Alien gets busted out of hospital, Dirt leads cops on a high-speed chase, and the aliens beam him and their own onto their ship. They send him home and then Robyn beams down to join him on Earth as well. THE END.

While I was literally giddy over the terribleness at the start of the movie, it just gets so boring. Everyone wants to be around Robyn cause she’s so magically special. Even the senator asks her what young women are thinking about this days, and Robyn gives the hippy-dippy, “We all need to love one another cause we’re all neighbors on this planet” answer that’s secretly somehow the message of the movie. The senator offers her a job in her administration.

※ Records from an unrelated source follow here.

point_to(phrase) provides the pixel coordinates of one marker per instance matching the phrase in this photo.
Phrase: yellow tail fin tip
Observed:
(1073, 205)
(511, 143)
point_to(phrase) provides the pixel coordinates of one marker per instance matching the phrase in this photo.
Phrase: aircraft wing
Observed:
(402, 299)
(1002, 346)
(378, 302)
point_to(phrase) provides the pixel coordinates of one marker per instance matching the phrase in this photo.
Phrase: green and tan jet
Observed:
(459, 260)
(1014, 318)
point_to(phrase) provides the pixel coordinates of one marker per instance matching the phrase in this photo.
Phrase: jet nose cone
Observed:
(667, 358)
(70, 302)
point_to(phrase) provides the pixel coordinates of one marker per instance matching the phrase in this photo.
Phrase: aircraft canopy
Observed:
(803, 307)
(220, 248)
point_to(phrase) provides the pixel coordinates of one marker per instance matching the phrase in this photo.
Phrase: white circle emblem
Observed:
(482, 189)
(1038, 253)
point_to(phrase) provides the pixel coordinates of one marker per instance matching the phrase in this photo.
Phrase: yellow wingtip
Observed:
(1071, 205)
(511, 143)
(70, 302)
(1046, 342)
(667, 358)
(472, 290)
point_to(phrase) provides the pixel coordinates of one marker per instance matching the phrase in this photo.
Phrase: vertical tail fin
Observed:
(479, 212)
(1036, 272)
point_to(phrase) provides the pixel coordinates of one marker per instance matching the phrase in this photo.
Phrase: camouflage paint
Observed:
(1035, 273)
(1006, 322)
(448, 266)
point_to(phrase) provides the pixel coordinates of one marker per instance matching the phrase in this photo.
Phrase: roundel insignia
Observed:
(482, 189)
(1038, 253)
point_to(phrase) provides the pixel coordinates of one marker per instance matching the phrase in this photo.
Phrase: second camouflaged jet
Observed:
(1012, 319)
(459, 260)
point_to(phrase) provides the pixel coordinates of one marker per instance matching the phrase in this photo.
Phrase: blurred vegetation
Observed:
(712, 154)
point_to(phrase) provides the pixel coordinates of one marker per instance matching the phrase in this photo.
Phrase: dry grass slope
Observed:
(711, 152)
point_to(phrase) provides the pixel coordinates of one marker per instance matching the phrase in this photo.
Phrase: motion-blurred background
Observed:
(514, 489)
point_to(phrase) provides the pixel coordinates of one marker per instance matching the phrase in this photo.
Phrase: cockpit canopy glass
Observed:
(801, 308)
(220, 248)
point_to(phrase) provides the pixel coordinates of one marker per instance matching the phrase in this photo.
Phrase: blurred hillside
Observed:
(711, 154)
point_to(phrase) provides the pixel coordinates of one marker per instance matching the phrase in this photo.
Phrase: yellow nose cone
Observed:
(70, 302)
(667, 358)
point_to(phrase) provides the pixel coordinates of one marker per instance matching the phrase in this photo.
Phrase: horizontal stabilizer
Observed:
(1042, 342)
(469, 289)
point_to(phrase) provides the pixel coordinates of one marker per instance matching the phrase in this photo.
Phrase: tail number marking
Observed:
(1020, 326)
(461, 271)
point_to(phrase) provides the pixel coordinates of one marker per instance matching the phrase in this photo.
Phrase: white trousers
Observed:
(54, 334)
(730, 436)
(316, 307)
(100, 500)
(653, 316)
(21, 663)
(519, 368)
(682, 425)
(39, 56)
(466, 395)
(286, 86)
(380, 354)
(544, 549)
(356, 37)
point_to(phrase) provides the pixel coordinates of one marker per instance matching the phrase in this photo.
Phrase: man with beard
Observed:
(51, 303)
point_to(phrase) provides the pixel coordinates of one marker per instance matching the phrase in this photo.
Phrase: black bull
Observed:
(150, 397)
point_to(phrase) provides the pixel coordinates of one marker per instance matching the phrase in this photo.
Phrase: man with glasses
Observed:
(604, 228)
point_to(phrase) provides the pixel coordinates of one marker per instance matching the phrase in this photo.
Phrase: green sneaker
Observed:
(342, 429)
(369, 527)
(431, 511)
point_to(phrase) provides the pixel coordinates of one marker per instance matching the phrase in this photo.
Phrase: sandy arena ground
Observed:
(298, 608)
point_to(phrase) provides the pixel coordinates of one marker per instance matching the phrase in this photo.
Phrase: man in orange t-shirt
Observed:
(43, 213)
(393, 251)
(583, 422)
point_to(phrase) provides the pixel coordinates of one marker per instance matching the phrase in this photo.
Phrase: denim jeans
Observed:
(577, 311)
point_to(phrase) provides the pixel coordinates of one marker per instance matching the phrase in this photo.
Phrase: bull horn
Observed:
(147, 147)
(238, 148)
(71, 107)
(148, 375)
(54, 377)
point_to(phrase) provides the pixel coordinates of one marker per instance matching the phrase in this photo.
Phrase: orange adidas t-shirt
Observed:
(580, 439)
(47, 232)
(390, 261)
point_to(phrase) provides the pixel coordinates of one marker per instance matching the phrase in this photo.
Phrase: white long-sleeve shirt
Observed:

Plus you have the annoying kid. Tavy is a kid to Robyn and Dirt’s “teenagers” (they’re not quite drawing a pension, but I’d say it’s been a decade since either saw their teens), and is obsessed with TV. Cause they grew up on a secret base on the dark side of the moon and they get all the channels. It’s all so precious and just awful.

The alien looks okay as far as complicated puppets go, but it’s also a source for eye-rolling slapstick. It gets a taste for gasoline and, oops, ends up at the BBQ siphoning off everyone’s gas tank. ¯\_(ツ)_/¯

Nothing has any consequence or purpose here. There’s no villain, no threat, and no real goals on the part of the characters. Dirt wants to protect Robyn and Tavy from discovery, but Robyn starts bristling at his protectiveness the next day. It’s not clear what she’d rather be doing, what he’s keeping her from. So the drama of the movie is supposed to be around them having basically a lovers’ spat, but they don’t know each other for any of it to matter at all.

In short, it’s not a recommend. If you find it, revel in the very 80’s first half-hour, then fast-forward to all the parts with the furry fidget spinner. Those are the ones that the movie’s actually invested in and are thus halfway enjoyable. Outside of that, I’d stay away. Unless you really need to see that final title card dedicating the movie to “the young in spirit.”